An old friend is fond of referring to New York City as, “Hell with good restaurants.” Well, I think we can delete the “with good restaurants” part.

NYC Chipotle besieged by rats feasting on avocado, employees After a closure of a few days for cleaning, the store reopened, but workers were still afraid of the rats, which had apparently grown fat off the constant supply of food. “The whole situation seemed crazy to us, we definitely felt it was incorrect to keep the store open while all of this was happening,” Paulino Ruiz said.

About a week later, the ordering system went down and the store was forced to close indefinitely, the workers said.

“A company as big as Chipotle shouldn’t be worried only about the amount of money they’re making, and leave their employees to keep working under dangerous conditions,” Paulino Ruiz said.

But don’t think about ordering deliveries: New York Proposes $3 Package Surcharge To Fund MTA

Under a new proposed bill, New York City residents would be required to pay a $3 surcharge on packages they ordered online, with the exception for medicine and food.

Assemblyman Robert Carroll, who proposed the bill, says the online shopping fee would raise more than $1 billion a year “to fund the operating costs of buses and subways in the city of New York.”

Or taking a walk through Times Square: Pair trampled by horse during wild brawl in Times Square

The mounted unit could be seen hopping over the men, as another person made off with a bike lying near them.

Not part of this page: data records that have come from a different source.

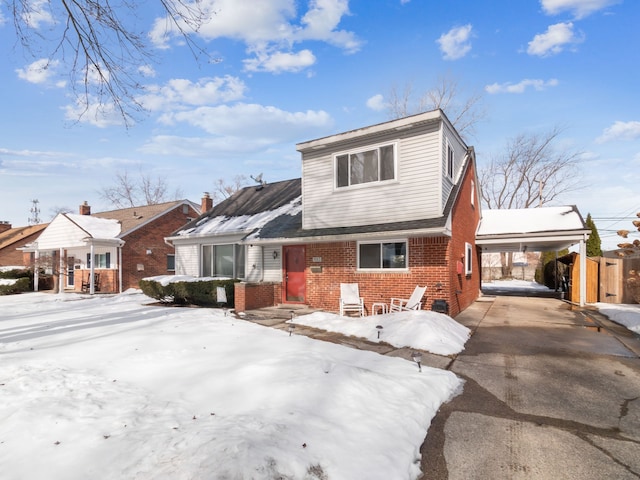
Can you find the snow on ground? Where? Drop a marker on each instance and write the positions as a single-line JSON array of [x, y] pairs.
[[627, 315], [111, 387], [434, 332]]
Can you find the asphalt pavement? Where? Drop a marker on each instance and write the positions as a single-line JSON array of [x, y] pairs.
[[552, 392]]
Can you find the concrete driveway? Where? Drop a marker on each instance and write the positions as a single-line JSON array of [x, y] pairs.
[[551, 392]]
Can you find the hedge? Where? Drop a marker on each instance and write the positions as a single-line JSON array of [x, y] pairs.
[[201, 293], [22, 284]]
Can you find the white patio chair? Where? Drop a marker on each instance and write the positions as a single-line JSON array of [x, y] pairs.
[[350, 299], [414, 302]]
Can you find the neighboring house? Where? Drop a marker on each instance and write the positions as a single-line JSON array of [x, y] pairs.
[[388, 206], [121, 246], [12, 239]]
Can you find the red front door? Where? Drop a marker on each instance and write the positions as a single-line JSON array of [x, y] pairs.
[[294, 279]]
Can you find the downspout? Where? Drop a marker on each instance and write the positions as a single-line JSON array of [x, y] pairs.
[[92, 268], [61, 271], [583, 271], [120, 268], [35, 270]]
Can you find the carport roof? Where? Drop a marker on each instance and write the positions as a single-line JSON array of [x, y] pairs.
[[531, 229]]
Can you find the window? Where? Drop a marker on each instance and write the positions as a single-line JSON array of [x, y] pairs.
[[101, 260], [223, 261], [468, 259], [383, 255], [367, 166], [450, 160]]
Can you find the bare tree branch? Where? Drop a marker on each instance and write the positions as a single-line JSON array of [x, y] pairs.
[[531, 171], [101, 46], [464, 112]]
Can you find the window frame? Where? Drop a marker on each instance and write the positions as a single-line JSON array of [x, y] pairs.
[[238, 260], [339, 169], [381, 267]]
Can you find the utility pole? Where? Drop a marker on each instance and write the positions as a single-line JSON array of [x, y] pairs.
[[35, 213]]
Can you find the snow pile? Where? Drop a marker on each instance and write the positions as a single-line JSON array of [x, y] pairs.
[[110, 387], [430, 331]]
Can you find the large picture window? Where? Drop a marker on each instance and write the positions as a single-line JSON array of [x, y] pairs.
[[223, 261], [382, 255], [366, 166]]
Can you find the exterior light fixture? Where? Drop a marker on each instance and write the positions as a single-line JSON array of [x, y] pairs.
[[417, 357]]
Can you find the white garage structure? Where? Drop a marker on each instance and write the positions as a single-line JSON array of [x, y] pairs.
[[543, 229]]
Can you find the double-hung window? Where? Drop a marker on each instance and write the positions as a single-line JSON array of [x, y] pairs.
[[366, 166], [382, 255], [223, 261], [101, 260]]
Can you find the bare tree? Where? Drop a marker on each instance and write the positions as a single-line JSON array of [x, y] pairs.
[[532, 171], [145, 189], [100, 45], [224, 189], [465, 112]]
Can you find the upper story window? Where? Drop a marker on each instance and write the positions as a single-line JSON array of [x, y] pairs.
[[365, 166], [451, 159]]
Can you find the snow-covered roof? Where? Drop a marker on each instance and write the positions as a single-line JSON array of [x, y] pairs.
[[98, 228], [532, 229]]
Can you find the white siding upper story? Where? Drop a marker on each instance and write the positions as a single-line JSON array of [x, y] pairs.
[[420, 186]]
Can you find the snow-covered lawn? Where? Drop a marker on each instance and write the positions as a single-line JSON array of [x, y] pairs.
[[110, 387]]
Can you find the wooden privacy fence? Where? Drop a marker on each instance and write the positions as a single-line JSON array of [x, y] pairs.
[[618, 280]]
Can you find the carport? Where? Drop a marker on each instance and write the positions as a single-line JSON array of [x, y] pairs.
[[542, 229]]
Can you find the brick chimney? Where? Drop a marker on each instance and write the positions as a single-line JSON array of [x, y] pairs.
[[85, 209], [207, 202]]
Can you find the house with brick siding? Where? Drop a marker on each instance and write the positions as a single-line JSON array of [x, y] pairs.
[[112, 251], [388, 206]]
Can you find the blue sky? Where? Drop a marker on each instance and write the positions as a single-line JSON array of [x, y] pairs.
[[291, 71]]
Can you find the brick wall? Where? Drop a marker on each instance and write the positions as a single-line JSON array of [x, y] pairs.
[[465, 288], [150, 237]]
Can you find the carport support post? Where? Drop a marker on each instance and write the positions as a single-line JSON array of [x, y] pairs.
[[583, 272]]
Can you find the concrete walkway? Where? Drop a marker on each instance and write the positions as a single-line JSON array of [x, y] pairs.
[[551, 392]]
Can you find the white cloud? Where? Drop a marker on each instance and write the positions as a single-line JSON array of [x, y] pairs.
[[37, 13], [38, 72], [263, 122], [271, 28], [147, 71], [279, 62], [521, 86], [455, 43], [90, 110], [376, 103], [579, 8], [620, 131], [179, 93], [554, 40]]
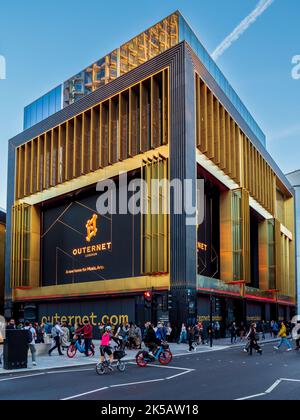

Comments on this entry are closed.

  • nunnya bidnez, jr December 9, 2020, 9:09 PM

    “the online shopping fee would raise more than $1 billion a year “to fund the operating costs of buses and subways in the city of New York.”

    The MTA expects a budget shortfall of $8billion, so a measly $1Billion isn’t going to cut it.
    MTA is spending $6billion over the next two years to replace 6000 subway cars; that’s in addition to the annual operating costs shortfall.

  • gwbnyc December 9, 2020, 10:25 PM
  • Mike Anderson December 10, 2020, 4:24 AM

    “…workers were still afraid of the rats, which had apparently grown fat off the constant supply of food.”

    So how long did these sloppy lazy-asses work at the restaurant and allow it to become a friggin’ rat smorgasbord?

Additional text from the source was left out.